= News From Hide-Park =

Song

News From Hide-Parke is an English broadside ballad from the 17th century. The ballad describes a man who desires a romantic encounter with a woman from Hyde Park, however upon arriving at her house, it is revealed that she is old, bald, ugly, and missing an eye and nose. Copies of the broadside can be found at the National Library of Scotland, the University of Glasgow Library, the British Library, and Magdalene College, Cambridge. Facsimile transcriptions are also available on-line for public transcription.

== Synopsis ==
The narrator begins the story by describing a man on his way to Hyde Park on a May evening. The man goes there to enjoy the variety of flowers and women. He calls Hyde Park a "market of maidens," and likens the women to a garden of flowers due to their colourful clothing. He selects a woman he finds attractive and courts her. They talk until it grows dark. The park empties out and the man accompanies the woman to her home in her carriage. After many denials, she finally agrees to let him come up to her room. While she is changing, he watches her through a peephole in the closet. The woman takes off her wig, revealing that she is bald. The narrator says her head looks like an ostrich's egg. The man keeps watching as she removes a false eye, dentures, and finally a false nose. When the woman washes off her makeup, the man says she looks like a Lancashire witch of 90 years old. The man stumbles down the stairs and back out into the street while screaming "witch" and "whore". At the end of the ballad, he vows not to go back to Hyde Park to look for women, and warns other men to learn from his mistake.

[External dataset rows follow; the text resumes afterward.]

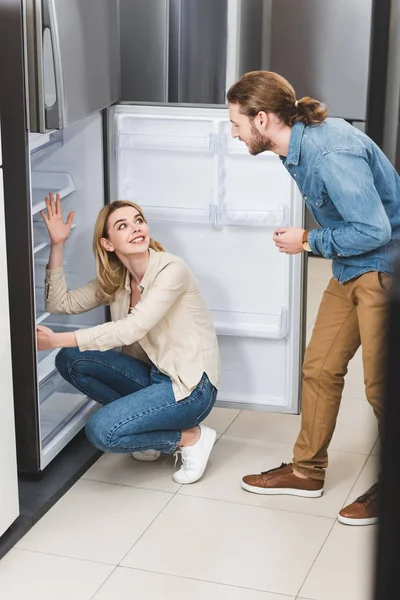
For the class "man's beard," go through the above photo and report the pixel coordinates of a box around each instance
[247,121,274,155]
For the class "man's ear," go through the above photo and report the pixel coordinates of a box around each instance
[100,237,114,252]
[255,110,269,131]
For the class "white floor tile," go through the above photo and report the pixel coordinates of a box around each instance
[300,521,377,600]
[203,407,241,434]
[121,494,333,597]
[226,395,377,455]
[92,567,293,600]
[83,452,181,493]
[0,549,113,600]
[17,479,172,565]
[179,435,366,519]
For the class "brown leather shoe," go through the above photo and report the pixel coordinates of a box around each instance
[241,463,324,498]
[338,483,379,526]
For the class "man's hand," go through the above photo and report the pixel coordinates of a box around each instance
[273,227,305,254]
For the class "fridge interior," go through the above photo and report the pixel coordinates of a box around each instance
[29,112,106,467]
[112,104,305,413]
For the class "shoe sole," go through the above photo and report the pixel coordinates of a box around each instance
[338,515,379,526]
[173,429,217,485]
[241,481,324,498]
[131,453,161,462]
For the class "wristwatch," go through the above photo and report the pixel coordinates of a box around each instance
[302,230,312,252]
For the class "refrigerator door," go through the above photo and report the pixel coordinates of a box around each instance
[25,0,120,132]
[0,167,19,536]
[111,104,305,413]
[29,112,107,469]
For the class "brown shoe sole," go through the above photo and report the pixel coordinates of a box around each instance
[241,480,324,498]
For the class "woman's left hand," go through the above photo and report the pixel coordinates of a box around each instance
[37,325,57,350]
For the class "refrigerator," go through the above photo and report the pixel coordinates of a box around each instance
[3,0,372,476]
[0,117,19,535]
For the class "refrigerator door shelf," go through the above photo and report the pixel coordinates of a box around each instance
[137,204,214,226]
[31,171,75,215]
[213,307,288,339]
[118,131,215,154]
[216,205,289,228]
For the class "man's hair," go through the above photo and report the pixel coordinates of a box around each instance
[227,71,327,126]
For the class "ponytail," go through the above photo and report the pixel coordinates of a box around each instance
[227,71,327,127]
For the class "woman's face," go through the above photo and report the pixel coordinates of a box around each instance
[102,206,150,256]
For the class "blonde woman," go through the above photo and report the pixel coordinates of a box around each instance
[37,194,220,484]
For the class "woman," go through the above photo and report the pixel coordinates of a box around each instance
[37,193,220,484]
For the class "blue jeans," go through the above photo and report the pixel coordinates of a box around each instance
[56,348,217,454]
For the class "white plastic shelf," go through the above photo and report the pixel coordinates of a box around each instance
[118,132,214,153]
[37,348,60,382]
[212,307,288,339]
[216,205,289,228]
[29,131,63,163]
[138,205,214,225]
[31,171,75,216]
[33,223,76,255]
[36,311,50,325]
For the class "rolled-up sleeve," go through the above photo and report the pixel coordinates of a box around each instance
[75,261,189,351]
[308,150,392,258]
[45,267,102,314]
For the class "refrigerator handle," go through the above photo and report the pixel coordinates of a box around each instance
[25,0,46,133]
[42,0,64,129]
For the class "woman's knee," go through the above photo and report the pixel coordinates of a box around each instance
[85,410,110,451]
[55,347,81,380]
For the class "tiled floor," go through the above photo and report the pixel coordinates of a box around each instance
[0,258,379,599]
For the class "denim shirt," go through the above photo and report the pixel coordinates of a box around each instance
[280,118,400,282]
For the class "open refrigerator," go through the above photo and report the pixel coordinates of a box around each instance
[0,0,305,476]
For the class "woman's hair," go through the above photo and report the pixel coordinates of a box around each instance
[227,71,327,126]
[93,200,165,305]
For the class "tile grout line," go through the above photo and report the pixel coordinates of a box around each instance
[89,565,118,600]
[117,564,299,598]
[116,480,183,567]
[342,443,378,508]
[295,515,337,598]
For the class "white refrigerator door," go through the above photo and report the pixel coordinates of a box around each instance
[0,168,19,536]
[112,104,305,413]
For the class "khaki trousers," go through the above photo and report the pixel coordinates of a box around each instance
[293,271,391,481]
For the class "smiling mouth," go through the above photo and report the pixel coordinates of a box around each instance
[130,236,145,244]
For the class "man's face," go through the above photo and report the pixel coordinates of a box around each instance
[229,102,274,155]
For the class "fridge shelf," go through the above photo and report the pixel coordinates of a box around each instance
[31,171,75,216]
[33,241,49,255]
[29,131,63,163]
[139,204,214,225]
[216,205,289,228]
[118,132,214,153]
[36,311,50,325]
[37,348,60,382]
[212,307,288,339]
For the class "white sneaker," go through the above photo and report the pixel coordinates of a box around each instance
[173,424,217,484]
[131,450,161,462]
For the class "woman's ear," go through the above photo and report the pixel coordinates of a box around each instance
[100,237,114,252]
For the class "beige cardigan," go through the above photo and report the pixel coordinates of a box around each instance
[45,249,220,401]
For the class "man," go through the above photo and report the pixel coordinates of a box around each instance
[227,71,400,525]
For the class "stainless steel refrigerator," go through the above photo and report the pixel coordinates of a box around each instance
[0,0,391,475]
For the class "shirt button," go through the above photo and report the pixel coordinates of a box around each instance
[304,196,307,200]
[294,173,297,178]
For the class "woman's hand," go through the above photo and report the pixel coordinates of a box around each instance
[40,192,74,246]
[36,325,57,351]
[37,326,78,350]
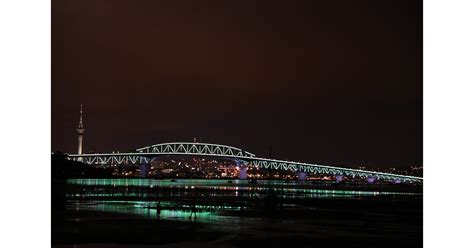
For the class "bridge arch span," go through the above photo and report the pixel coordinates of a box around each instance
[135,142,256,158]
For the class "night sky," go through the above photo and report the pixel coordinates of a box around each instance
[52,0,422,168]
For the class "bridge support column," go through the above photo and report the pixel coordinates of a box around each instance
[297,172,307,181]
[237,160,248,180]
[238,166,248,180]
[140,162,150,178]
[367,177,376,184]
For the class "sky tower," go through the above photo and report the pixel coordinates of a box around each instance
[76,104,85,155]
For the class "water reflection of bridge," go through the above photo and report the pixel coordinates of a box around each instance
[68,142,423,183]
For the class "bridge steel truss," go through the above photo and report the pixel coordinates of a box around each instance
[67,142,422,183]
[135,142,256,158]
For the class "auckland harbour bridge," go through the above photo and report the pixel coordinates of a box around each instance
[68,142,423,184]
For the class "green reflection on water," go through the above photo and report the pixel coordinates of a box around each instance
[65,179,421,231]
[68,200,249,230]
[67,178,420,198]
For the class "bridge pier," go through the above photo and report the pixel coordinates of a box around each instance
[297,172,307,181]
[367,176,376,184]
[140,162,150,178]
[238,166,248,180]
[236,160,248,180]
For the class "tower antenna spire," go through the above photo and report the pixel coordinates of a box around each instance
[78,104,84,129]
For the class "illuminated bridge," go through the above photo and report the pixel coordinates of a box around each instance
[68,142,422,183]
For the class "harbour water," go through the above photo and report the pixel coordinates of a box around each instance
[54,178,423,247]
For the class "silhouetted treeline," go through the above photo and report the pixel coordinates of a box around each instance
[51,152,115,179]
[52,151,115,210]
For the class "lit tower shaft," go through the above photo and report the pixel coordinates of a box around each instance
[76,104,85,155]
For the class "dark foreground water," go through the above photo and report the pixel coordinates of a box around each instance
[53,179,423,248]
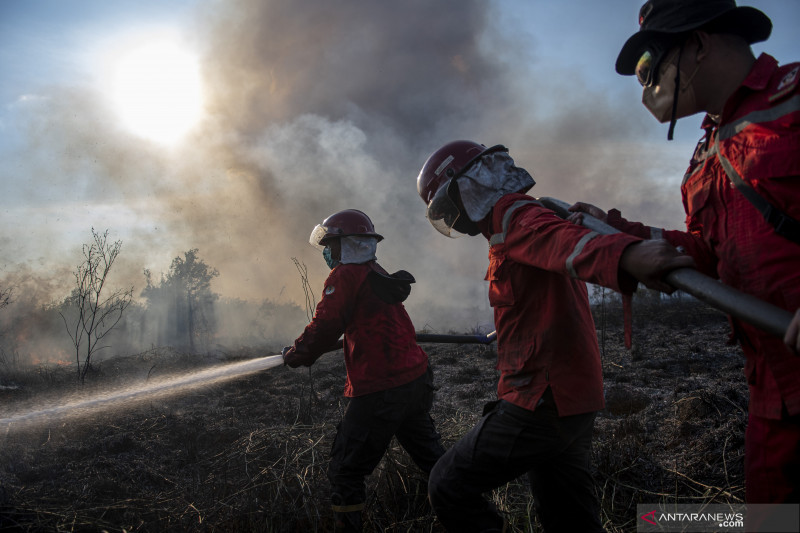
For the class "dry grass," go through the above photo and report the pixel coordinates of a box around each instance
[0,298,746,532]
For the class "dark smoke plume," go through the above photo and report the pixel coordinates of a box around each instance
[1,0,691,363]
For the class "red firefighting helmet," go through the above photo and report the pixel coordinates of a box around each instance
[416,140,508,237]
[309,209,383,249]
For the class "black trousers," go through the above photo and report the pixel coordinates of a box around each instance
[428,390,604,533]
[327,366,445,507]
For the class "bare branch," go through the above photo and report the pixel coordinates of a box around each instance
[61,228,133,384]
[0,286,12,310]
[291,258,316,322]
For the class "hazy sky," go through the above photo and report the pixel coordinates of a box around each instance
[1,0,798,330]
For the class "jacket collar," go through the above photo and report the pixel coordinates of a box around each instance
[702,53,778,130]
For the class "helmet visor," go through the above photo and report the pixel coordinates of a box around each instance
[426,178,464,238]
[309,224,329,250]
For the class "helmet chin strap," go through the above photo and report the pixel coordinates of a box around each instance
[667,43,684,141]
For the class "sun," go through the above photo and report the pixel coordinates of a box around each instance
[111,39,204,145]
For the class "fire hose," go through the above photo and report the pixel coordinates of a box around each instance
[416,331,497,344]
[333,330,498,352]
[537,196,794,340]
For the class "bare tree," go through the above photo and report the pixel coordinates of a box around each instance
[0,286,14,369]
[291,257,319,419]
[0,286,11,310]
[61,228,133,384]
[291,257,316,321]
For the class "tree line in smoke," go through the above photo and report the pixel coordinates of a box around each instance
[0,229,309,382]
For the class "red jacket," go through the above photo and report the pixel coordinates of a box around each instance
[479,194,642,416]
[287,261,428,397]
[606,54,800,419]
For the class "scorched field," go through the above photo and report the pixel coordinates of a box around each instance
[0,297,747,532]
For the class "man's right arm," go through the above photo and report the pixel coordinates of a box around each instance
[568,201,718,278]
[618,240,696,293]
[502,200,692,294]
[283,268,355,368]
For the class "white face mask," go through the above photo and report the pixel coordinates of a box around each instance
[642,57,701,123]
[457,151,535,223]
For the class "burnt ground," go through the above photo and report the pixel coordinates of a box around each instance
[0,298,748,532]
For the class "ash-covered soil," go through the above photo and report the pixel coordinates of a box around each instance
[0,299,747,532]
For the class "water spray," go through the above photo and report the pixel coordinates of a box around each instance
[0,332,497,430]
[0,354,285,429]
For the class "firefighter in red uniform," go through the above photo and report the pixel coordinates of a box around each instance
[569,0,800,518]
[282,209,444,532]
[416,141,694,532]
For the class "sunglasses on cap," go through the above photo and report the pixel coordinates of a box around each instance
[635,40,679,87]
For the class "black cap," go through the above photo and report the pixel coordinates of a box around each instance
[616,0,772,75]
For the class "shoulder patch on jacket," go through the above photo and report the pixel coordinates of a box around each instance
[325,285,335,296]
[770,65,799,102]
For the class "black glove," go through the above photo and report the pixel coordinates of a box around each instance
[281,346,292,366]
[282,346,316,368]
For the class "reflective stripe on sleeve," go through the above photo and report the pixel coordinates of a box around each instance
[489,200,540,245]
[566,231,599,278]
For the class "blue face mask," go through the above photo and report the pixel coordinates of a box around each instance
[323,246,340,270]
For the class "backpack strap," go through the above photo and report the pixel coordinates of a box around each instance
[711,93,800,245]
[714,146,800,245]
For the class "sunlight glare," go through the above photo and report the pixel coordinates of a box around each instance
[111,40,204,145]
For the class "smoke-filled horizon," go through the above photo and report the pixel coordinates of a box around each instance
[1,0,797,363]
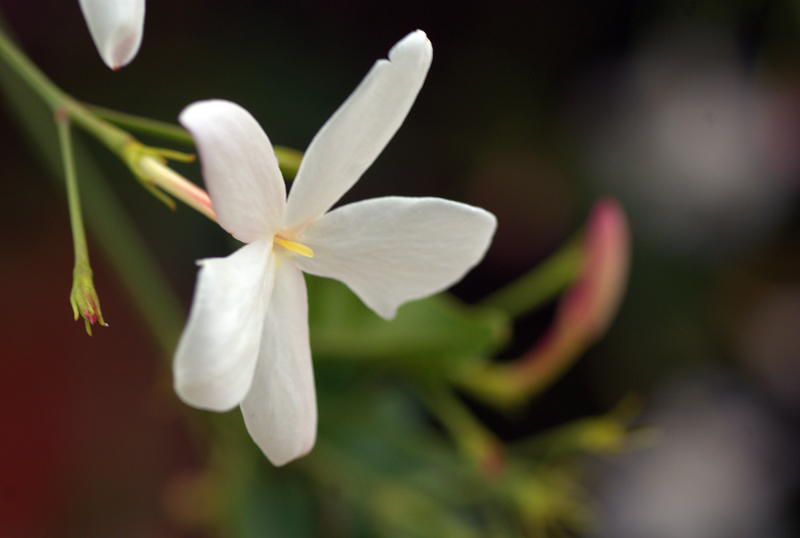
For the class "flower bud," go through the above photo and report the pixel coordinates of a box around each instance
[456,198,631,406]
[70,264,107,335]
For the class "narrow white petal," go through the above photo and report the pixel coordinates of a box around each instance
[79,0,145,70]
[241,259,317,467]
[173,240,275,412]
[294,197,497,319]
[180,100,287,243]
[284,31,433,230]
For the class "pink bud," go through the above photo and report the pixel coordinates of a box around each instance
[512,198,631,394]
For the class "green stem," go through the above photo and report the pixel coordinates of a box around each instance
[0,24,62,110]
[58,114,88,265]
[416,381,504,477]
[0,35,184,353]
[91,105,305,179]
[0,25,214,218]
[58,112,106,334]
[0,28,130,148]
[479,239,582,318]
[90,104,195,145]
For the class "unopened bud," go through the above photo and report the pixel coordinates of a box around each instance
[455,198,631,407]
[70,264,107,335]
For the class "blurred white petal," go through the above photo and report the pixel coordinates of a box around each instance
[574,27,798,259]
[79,0,145,69]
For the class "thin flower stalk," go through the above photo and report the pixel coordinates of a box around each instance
[58,111,107,334]
[417,382,505,478]
[0,25,215,218]
[88,105,305,179]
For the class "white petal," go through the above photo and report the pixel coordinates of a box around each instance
[79,0,145,70]
[294,197,497,319]
[284,30,433,230]
[173,240,275,412]
[241,258,317,466]
[180,100,286,243]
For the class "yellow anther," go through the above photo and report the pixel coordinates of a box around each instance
[274,237,314,258]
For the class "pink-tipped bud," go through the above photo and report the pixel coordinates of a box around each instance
[514,197,630,382]
[557,197,631,341]
[456,198,631,407]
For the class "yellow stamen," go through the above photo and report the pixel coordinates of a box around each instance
[274,237,314,258]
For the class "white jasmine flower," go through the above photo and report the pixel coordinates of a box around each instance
[79,0,145,69]
[173,31,497,466]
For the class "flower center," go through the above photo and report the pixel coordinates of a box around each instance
[273,237,314,258]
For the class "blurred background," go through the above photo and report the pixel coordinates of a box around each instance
[2,0,800,537]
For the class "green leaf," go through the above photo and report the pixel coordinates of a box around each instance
[307,275,511,373]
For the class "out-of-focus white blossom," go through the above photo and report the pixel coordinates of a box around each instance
[593,375,799,538]
[574,27,799,259]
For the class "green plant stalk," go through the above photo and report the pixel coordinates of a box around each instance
[59,116,88,267]
[89,104,196,145]
[0,20,185,357]
[0,26,214,219]
[0,28,127,148]
[417,381,505,478]
[90,104,305,179]
[479,239,582,318]
[58,113,105,334]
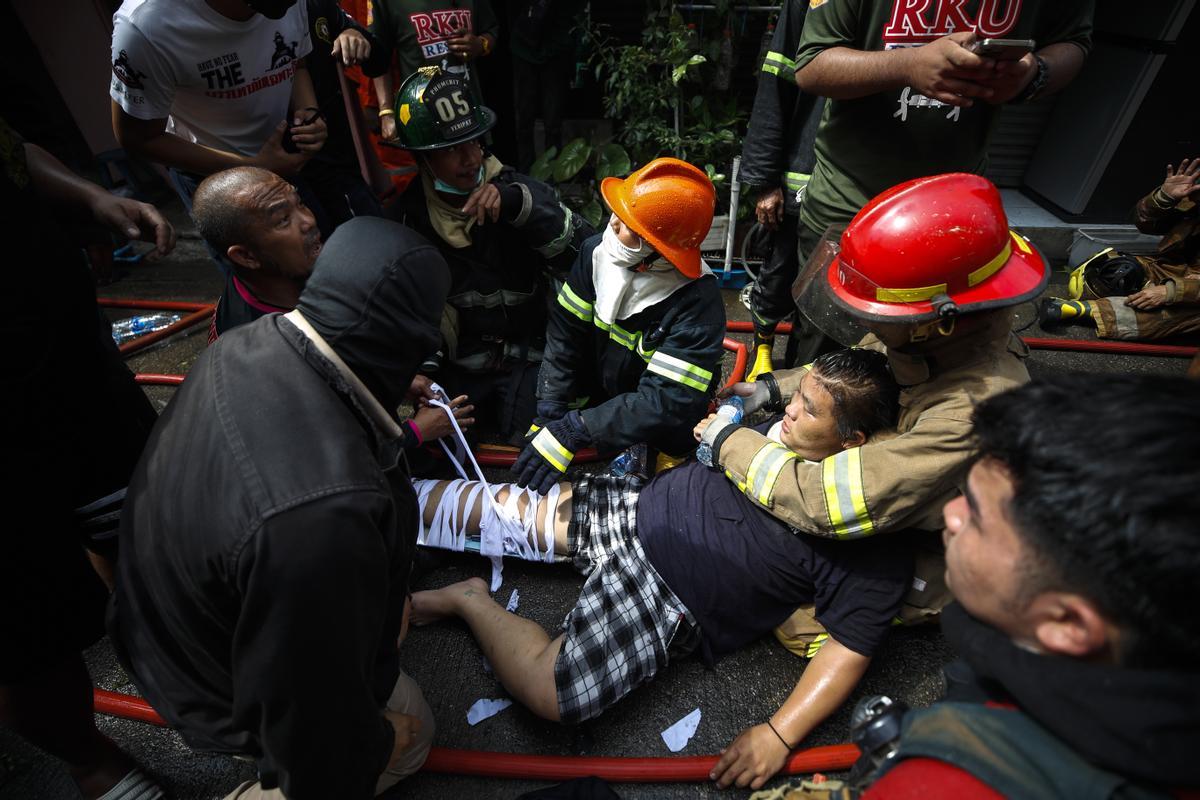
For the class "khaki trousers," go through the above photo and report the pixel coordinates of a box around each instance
[222,669,434,799]
[1090,296,1200,341]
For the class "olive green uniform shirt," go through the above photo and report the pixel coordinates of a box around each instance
[794,0,1093,236]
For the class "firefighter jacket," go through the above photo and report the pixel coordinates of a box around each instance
[739,0,825,215]
[1133,188,1199,304]
[538,235,727,456]
[712,313,1029,537]
[394,166,591,371]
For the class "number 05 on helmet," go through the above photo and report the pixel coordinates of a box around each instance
[391,66,496,151]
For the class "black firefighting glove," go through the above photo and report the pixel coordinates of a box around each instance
[524,400,567,438]
[513,411,589,494]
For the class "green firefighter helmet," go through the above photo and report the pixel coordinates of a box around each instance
[392,67,496,151]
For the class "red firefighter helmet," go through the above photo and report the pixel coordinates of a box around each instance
[823,173,1047,323]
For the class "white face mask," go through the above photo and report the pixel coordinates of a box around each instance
[600,217,655,271]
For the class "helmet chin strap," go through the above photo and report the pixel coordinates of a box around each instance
[908,317,957,343]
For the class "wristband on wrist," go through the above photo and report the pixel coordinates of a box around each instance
[1153,187,1179,208]
[1011,54,1048,104]
[766,720,793,751]
[405,419,424,447]
[761,372,783,412]
[378,107,394,117]
[296,107,324,125]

== Cultural and historical significance ==
John Ashton uses the ballad as a good "graphic description" of Hyde Park at the time.

N. W. Bawcutt speculates that Jonathan Swift drew on News From Hide-Parke when writing A beautiful young nymph going to bed. Bawcutt cites the movement from an "impressively glamorous atmosphere" that is then destroyed in the end as evidence that Swift was drawing on the old ballad.

The ballad is mentioned briefly in Hyde Park, Its History and Romance, as evidence that Hyde Park was a "place of intrigue" for 17th-century balladeers and playwrights.